Kabir, kabristân, kabr-i saâdet, insan
için (dünyâ hayatı, kabir hayatı ve âhıret hayatı olmak
üzere) 3 türlü hayât bulunduğu, kabir ziyâretinin müstehab
olduğu, kabir ziyâretinin faydaları; kabir suâlleri ve nelerden olacağı,
kabirde suâl soracak olan “münker” ve “nekîr” isimli iki melek, ölü
defnedildikten sonra verilen telkîn, kabir azâbı, kabir azâbına işâret
eden bazı âyet-i kerîmeler ve hadîs-i şerîfler, kabir azâbıyla ilgili olarak,
Resûlullah Efendimizin yaptığı bazı fiilî işleri, yine Resûlullah
Efendimizin, Mekke-i mükerremede Cennetül-Muallâ’yı, Medîne-i münevverede de
Cennetül-Bakî Kabristânı ile Uhud Şehîdliği'ni defalarca ziyâret ettiği, bu
konuda Ehl-i sünnet âlimlerinin neler buyurmuş oldukları, yanarak ölen,
vahşî hayvanlarca yenilen, denizde kaybolan kişilere de kabir azâbının olacağı, mezârlıktan
geçerken ve kabir ziyâretinde yapılacak duâlar… gibi konularda, YouTube’da
detaylı konuşmalar (8 konuşma) yaparak gerekli cevapları verdik.

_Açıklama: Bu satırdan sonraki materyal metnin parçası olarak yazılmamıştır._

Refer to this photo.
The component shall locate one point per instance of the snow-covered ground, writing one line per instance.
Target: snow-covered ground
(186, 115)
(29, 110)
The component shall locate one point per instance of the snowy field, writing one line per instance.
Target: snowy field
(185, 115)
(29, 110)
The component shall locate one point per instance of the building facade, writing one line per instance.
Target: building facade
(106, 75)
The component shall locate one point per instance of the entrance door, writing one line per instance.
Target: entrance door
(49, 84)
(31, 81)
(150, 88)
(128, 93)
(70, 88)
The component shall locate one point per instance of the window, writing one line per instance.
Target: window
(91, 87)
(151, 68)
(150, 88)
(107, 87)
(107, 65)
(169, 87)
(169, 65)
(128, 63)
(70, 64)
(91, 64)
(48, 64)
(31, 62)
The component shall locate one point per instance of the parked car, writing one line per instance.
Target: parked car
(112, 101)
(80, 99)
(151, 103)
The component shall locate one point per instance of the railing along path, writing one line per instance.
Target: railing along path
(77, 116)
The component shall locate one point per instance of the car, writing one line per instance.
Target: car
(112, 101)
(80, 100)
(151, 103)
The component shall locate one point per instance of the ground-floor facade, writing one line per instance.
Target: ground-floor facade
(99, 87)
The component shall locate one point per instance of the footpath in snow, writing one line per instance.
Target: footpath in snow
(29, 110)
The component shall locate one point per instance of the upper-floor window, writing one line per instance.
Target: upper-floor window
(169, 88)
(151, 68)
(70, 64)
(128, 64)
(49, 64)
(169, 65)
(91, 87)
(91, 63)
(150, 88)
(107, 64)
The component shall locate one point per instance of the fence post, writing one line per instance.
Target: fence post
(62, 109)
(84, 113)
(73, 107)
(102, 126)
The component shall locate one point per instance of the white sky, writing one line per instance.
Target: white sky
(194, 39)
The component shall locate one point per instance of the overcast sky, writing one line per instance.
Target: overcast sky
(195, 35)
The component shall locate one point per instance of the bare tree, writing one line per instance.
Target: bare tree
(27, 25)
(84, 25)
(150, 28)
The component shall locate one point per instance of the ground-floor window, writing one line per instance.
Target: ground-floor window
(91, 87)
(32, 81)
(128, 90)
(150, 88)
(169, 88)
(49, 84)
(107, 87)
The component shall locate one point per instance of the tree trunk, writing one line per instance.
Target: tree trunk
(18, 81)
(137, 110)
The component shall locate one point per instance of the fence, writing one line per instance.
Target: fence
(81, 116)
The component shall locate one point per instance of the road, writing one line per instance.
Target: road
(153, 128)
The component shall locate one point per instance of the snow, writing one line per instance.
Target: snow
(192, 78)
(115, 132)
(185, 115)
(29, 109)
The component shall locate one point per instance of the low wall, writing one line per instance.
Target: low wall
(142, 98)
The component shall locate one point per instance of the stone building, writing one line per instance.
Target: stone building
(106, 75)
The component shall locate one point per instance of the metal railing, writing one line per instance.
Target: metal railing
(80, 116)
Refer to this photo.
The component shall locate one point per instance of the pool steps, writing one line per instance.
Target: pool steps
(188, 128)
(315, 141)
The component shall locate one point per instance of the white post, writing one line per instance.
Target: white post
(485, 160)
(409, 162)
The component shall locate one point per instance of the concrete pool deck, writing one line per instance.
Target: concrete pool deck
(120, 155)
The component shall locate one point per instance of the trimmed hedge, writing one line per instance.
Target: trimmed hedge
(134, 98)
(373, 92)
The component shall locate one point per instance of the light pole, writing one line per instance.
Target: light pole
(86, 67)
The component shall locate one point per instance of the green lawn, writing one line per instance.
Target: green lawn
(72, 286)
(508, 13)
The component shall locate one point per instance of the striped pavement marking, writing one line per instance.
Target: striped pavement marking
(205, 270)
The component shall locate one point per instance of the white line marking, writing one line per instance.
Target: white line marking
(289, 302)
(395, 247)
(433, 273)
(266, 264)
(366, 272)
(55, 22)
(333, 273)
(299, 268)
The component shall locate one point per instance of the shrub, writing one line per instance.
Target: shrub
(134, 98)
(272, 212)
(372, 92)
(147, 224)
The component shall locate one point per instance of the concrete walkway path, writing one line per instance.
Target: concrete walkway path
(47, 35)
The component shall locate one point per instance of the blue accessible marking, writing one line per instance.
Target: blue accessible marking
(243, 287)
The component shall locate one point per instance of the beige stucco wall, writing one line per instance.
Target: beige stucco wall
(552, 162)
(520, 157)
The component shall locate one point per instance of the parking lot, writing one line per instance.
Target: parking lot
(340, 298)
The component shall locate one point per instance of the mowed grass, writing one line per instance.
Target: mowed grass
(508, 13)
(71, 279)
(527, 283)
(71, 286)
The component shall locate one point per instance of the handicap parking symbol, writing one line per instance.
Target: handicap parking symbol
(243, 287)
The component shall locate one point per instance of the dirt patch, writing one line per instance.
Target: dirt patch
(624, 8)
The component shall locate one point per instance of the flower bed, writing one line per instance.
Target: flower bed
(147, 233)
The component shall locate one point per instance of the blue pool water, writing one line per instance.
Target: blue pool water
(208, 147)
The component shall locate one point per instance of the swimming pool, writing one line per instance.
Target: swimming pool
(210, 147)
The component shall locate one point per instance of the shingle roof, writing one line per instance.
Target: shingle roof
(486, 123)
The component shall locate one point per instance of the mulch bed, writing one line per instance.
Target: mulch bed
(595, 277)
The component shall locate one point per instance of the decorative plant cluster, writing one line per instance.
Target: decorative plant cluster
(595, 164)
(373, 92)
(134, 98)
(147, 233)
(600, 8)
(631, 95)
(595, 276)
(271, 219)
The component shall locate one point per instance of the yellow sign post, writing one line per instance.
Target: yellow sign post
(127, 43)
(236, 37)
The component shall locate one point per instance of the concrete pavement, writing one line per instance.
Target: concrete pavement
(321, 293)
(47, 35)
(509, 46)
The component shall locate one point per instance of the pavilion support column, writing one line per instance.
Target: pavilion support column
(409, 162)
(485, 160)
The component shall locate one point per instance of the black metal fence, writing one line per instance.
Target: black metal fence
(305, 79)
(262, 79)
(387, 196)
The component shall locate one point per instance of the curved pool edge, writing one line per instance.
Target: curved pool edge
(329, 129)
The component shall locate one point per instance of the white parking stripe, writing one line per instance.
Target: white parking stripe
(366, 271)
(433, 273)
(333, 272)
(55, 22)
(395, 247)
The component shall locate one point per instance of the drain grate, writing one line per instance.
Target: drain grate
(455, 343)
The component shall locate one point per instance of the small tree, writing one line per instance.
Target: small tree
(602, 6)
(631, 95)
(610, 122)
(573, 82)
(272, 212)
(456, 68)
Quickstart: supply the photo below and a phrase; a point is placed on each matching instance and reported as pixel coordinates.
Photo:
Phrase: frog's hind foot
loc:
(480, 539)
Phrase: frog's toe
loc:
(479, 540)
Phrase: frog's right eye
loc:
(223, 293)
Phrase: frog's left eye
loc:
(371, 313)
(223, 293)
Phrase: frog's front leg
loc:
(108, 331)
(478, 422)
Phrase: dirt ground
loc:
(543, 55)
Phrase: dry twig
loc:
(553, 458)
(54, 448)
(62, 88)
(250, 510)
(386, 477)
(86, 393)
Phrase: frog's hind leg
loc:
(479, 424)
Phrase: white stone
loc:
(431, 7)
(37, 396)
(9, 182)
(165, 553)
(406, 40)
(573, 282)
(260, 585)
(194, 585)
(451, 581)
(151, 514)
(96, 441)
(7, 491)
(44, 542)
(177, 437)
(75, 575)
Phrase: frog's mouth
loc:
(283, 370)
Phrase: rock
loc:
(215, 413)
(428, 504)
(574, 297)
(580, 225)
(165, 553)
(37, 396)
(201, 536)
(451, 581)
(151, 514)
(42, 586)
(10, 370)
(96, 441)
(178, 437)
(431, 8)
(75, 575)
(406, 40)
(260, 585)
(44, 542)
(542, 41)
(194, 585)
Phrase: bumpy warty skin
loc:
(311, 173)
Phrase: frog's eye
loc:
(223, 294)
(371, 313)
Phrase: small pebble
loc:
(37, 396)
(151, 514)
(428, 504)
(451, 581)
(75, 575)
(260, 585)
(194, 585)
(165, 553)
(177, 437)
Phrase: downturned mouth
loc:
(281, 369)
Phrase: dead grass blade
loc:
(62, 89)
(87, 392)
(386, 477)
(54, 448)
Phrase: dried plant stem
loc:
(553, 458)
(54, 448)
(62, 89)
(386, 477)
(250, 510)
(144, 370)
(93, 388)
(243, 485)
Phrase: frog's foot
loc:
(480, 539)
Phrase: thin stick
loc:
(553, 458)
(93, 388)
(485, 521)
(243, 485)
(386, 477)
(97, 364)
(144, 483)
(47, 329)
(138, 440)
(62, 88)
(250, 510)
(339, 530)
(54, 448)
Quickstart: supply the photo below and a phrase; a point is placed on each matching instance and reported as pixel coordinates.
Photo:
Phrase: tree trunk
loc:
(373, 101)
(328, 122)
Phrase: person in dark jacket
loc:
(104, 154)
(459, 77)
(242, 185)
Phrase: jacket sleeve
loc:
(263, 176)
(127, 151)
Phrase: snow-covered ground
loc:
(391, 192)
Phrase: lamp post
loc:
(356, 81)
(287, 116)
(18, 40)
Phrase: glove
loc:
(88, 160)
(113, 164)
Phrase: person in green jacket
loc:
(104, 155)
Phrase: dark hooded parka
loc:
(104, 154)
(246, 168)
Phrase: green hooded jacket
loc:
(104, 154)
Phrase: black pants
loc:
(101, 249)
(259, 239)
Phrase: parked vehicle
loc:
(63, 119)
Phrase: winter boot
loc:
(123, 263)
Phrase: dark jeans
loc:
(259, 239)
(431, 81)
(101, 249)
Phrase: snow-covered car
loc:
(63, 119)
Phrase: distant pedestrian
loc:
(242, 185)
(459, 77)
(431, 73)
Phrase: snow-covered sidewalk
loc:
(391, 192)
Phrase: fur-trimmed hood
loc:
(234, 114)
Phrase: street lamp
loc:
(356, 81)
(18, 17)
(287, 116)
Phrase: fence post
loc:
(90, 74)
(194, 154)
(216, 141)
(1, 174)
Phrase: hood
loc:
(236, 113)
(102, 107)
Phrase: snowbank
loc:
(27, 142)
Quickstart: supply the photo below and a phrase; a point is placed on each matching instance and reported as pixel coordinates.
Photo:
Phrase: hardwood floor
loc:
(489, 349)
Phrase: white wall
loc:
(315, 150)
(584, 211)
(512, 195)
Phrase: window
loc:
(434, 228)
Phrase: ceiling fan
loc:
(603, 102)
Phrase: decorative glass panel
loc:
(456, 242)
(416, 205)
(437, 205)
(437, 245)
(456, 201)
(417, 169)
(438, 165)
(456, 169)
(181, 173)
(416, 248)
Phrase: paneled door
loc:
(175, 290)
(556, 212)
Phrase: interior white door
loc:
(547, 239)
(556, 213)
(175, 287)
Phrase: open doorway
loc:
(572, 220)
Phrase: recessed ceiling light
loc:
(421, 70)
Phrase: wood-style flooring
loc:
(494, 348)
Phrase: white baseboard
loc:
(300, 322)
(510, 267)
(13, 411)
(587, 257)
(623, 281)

Bilindiği üzere, beden mezârda çürüyüp, toprak olunca veya yanıp kül
olunca, yahut yırtıcı hayvan yiyip yok olunca, ruh yok olmaz.
Aklı ölçü alan Mutezile fırkası ve onların yollarında olan diğer bazı bozuk
fırkalar, kabir hayatını ve kabir azâbını maalesef inkâr ediyorlar. Ehl-i
sünnet âlimleri ise, kabir azâbının hak olduğunu vesîkalarla bildirmişlerdir.
“Kabir azâbı vardır. Kabir azâbı hem rûha, hem de bedene olacaktır.” (İmâm
Muhammed bin Hasen Şeybânî)
“Kabir azâbı rüyâ gibi değildir. Kabir azâbı, azâbın görüntüsü değildir,
azâbın kendisidir, âhiret azaplarındandır. Dünyâ azâbına benzemez.
Dünya azapları, âhiret azapları yanında hiç kalır.” (İmâm-ı Rabbânî)
Aklın almadığı şeyleri, akılla çözmeye kalkışmak çok yanlıştır.
Akıl, göz gibi, dîn bilgileri de ışık gibidir. Göz, ışık olmadıkça, karanlıkta
göremez. Göz, karanlıkta göremediği şeylere "Yok" diyemez. Akıl da,
maneviyâtı, fizik-ötesini anlayamaz. Allahü teâlâ, aklımızdan faydalanmamız
için, dîn ışığını gönderdi. Göz, ışık olmadan karanlıkta cisimleri göremediği
gibi, dîn bilgileri olmadan da akıl, manevî şeyleri anlayamaz. O hâlde akıl,
dîn ışığı ile ancak manevî şeyleri anlayabilir.
İmâm-ı Gazâlî buyuruyor ki:
"Ölümü hatırlamak ve ölüden ibret almak için kabir ziyâret etmek ve
sâlihlerin, velîlerin kalblerinden bereketlenmek müstehâbdır."
Hacı Bayram-ı Velî buyurmuştur ki:
"Dünya gamından, nefsin sıkıştırmasından hafifleyip kurtulmak istiyorsanız, kabristanları sık sık ziyâret ediniz."